Part of the problem to date with science communications on climate change has been failure to identify an immediate health threat. Without that stimulus, the imperative to change the way we live and consume our resources is not sufficient. Lacking a perfectly accurate crystal ball is an impediment for some to become engaged in this issue. We want everyone to form an opinion, and to act on their knowledge and conscience.

If you disagree with our premise, then learn and respond. Throwing up your hands in frustration over the futility of our future will not solve anything. Consider recent events. Fifty years ago, 42 percent of Americans smoked cigarettes. Although tobacco use was widely suspected to cause lung disease, the national per capita cigarette consumption had been on the rise since the 19th century. Medical scientists pointed out the hazards. However, the industry sponsored efforts to suppress the science about detrimental health effects. Such was the state of affairs that some physicians themselves became spokespersons about the benefits of cigarette smoking.

Today, only just over 17 percent of adults in the United States call themselves smokers. How did this change? For one thing, the financial cost of smoking became prohibitive (economics). Tobacco smoking was banned from public places (regulation). A relentless public health media campaign (medical science) made it impossible to ignore the fact that smoking causes major health risks (public opinion). Although this may not be precisely how to affect changing attitudes and behaviors regarding climate change, it clarifies two things. When effects from a behavioral pattern can be determined and linked to a negative economic or health risk profile, public behavior can change. Furthermore, seemingly insurmountable situations that require support of the masses can be overcome.

Throughout the book, Lemery and Auerbach explore health impacts of climate changes they say redefine “normal” with wet places becoming wetter and dry places becoming drier. In the western United States, that can mean longer wildfire seasons.

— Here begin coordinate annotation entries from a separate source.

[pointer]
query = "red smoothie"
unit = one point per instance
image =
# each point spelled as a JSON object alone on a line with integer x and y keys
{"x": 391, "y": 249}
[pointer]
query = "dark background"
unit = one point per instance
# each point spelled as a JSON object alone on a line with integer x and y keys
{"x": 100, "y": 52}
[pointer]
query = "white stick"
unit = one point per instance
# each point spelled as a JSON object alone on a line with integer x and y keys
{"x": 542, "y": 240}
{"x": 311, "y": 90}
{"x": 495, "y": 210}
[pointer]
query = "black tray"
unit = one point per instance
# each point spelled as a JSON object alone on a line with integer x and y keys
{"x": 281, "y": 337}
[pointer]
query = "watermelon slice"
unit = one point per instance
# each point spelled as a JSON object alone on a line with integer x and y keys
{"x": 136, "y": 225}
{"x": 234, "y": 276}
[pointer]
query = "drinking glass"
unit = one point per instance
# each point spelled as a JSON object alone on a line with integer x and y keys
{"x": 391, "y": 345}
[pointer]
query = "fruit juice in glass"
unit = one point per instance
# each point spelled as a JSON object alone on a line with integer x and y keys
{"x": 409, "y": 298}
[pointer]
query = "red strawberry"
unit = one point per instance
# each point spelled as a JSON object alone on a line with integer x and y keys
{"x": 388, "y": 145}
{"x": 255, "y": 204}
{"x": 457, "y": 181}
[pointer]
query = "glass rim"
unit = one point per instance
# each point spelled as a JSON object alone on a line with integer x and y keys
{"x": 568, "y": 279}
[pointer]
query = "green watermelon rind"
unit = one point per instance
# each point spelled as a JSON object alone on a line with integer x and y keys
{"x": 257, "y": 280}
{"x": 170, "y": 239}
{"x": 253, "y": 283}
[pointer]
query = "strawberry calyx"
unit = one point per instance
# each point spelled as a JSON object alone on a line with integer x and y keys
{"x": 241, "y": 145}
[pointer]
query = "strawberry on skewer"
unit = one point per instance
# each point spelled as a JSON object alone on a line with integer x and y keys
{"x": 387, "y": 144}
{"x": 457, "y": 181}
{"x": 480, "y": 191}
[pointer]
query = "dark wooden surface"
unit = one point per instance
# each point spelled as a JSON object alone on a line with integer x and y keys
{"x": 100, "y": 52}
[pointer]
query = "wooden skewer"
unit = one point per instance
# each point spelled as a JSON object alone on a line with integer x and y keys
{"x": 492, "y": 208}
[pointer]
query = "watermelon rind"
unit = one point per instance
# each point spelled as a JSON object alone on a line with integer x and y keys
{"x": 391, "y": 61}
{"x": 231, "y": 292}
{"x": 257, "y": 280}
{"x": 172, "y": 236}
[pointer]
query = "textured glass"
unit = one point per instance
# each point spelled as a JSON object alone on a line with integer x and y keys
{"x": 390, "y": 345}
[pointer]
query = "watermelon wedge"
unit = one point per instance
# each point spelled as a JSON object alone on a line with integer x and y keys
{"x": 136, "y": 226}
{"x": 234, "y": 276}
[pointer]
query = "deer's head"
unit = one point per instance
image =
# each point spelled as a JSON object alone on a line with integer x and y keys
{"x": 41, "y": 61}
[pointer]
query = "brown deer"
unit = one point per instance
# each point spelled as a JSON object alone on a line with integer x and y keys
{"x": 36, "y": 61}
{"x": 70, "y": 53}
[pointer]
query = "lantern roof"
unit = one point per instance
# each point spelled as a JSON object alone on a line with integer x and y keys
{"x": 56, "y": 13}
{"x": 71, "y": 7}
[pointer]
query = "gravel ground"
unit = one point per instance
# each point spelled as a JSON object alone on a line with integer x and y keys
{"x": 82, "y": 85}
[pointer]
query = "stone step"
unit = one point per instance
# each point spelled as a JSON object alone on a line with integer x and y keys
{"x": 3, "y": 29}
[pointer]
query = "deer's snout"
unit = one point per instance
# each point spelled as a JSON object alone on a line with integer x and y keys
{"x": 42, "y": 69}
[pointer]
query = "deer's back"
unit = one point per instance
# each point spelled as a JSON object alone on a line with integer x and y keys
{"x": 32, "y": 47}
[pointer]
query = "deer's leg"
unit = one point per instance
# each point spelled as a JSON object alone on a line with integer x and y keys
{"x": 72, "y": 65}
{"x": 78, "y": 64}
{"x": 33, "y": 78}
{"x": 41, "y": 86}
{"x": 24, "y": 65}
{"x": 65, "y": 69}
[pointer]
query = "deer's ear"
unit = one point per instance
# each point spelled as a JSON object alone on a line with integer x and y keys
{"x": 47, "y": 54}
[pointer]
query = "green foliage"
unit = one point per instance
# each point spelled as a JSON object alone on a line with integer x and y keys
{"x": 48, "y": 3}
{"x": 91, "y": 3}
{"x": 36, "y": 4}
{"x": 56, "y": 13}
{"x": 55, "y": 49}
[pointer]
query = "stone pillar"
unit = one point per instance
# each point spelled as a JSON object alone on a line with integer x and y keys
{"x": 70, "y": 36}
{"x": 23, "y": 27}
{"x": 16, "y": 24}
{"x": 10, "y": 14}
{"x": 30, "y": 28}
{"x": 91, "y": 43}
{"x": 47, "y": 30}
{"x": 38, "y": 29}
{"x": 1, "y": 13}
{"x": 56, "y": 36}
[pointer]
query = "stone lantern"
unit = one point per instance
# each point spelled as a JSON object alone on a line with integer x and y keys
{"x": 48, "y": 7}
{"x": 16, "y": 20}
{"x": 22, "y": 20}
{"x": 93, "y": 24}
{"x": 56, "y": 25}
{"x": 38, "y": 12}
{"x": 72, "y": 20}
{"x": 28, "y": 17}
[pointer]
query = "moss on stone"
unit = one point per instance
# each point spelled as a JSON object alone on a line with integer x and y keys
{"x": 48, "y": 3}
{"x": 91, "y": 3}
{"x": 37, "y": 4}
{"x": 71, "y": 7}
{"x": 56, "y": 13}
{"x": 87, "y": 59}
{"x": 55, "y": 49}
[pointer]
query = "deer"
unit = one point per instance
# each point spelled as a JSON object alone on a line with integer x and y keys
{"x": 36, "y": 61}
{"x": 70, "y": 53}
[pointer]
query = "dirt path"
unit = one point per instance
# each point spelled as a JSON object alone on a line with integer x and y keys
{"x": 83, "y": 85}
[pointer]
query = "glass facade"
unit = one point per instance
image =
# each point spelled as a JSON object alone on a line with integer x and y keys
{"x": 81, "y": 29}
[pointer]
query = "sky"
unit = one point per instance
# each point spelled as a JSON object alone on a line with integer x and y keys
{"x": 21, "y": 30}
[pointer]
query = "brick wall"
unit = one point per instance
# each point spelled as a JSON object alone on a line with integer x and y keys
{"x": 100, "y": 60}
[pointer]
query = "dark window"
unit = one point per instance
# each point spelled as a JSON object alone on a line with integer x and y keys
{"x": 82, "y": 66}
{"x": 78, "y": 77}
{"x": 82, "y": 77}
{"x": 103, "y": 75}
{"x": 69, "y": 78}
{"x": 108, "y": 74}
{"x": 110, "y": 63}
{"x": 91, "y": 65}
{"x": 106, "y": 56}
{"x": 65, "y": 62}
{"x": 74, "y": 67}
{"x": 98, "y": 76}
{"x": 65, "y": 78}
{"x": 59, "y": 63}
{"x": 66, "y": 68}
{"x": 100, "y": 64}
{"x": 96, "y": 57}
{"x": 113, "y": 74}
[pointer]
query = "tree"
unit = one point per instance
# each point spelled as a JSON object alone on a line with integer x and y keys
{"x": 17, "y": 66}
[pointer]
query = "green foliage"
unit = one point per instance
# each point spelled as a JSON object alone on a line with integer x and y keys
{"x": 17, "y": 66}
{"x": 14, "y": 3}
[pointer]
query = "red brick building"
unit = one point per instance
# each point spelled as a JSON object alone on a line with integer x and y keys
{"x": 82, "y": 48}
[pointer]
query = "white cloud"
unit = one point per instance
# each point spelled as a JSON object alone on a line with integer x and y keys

During peaks, smoke filled with gas and fine particles of building materials, vegetation and chemicals can travel thousands of miles, causing a host of maladies in its path that can linger for months. People in smoky areas commonly experience coughing, shortness of breath, sore throats, irritated eyes, runny noses and sinus pain. Symptoms can be especially severe for those with lung conditions, elderly people and children.

In the following excerpt, the authors tell a story that mirrors stories about recent Northern California fire victims. Tom and Sally live in a log cabin near Bend, Oregon. He had been a volunteer firefighter — they know how to prepare. When dry lightning sparks a blaze 5 miles away, they pack  to leave. Evacuating friends stop to check on them on their own way out. “We’ll be right behind you,” Tom replies. That is the last time their friends see them.

Not a lesser fire

The wall of fire came hard, fast, and unexpectedly from two directions. The inferno burned or melted everything in its path. By the time Tom realized that Sally was not responding to his shouts, she was face down in the backyard, crushed by a fallen tree limb. In less than five minutes, she was burned beyond recognition. In a desperate attempt to save himself, Tom quickly dug a shallow pit in the ground, knelt down and covered up with an old silver “space blanket.” In a lesser fire, this might have saved his life, but this was no lesser fire. The scalding air and flames made quick work of Tom, and destroyed his home and thousands of acres of surrounding forest. It was one of dozens of fires triggered by the same weather system, in a pattern that would be repeated more often as weather and fuel combined to create a perpetual fire hazard.

The authors continue: Extreme weather events are disruptive and almost always hazardous to human health.

From the perspective of those who need to decide whether to take actions that will diminish the likelihood of such events, it is mandatory to understand what they are, how many people they affect and what would be the benefit to humankind if we were able to cause them to be fewer, less intense and of shorter duration.

Knowing how to survive a wildfire or flood is not nearly as good as not having to endure them.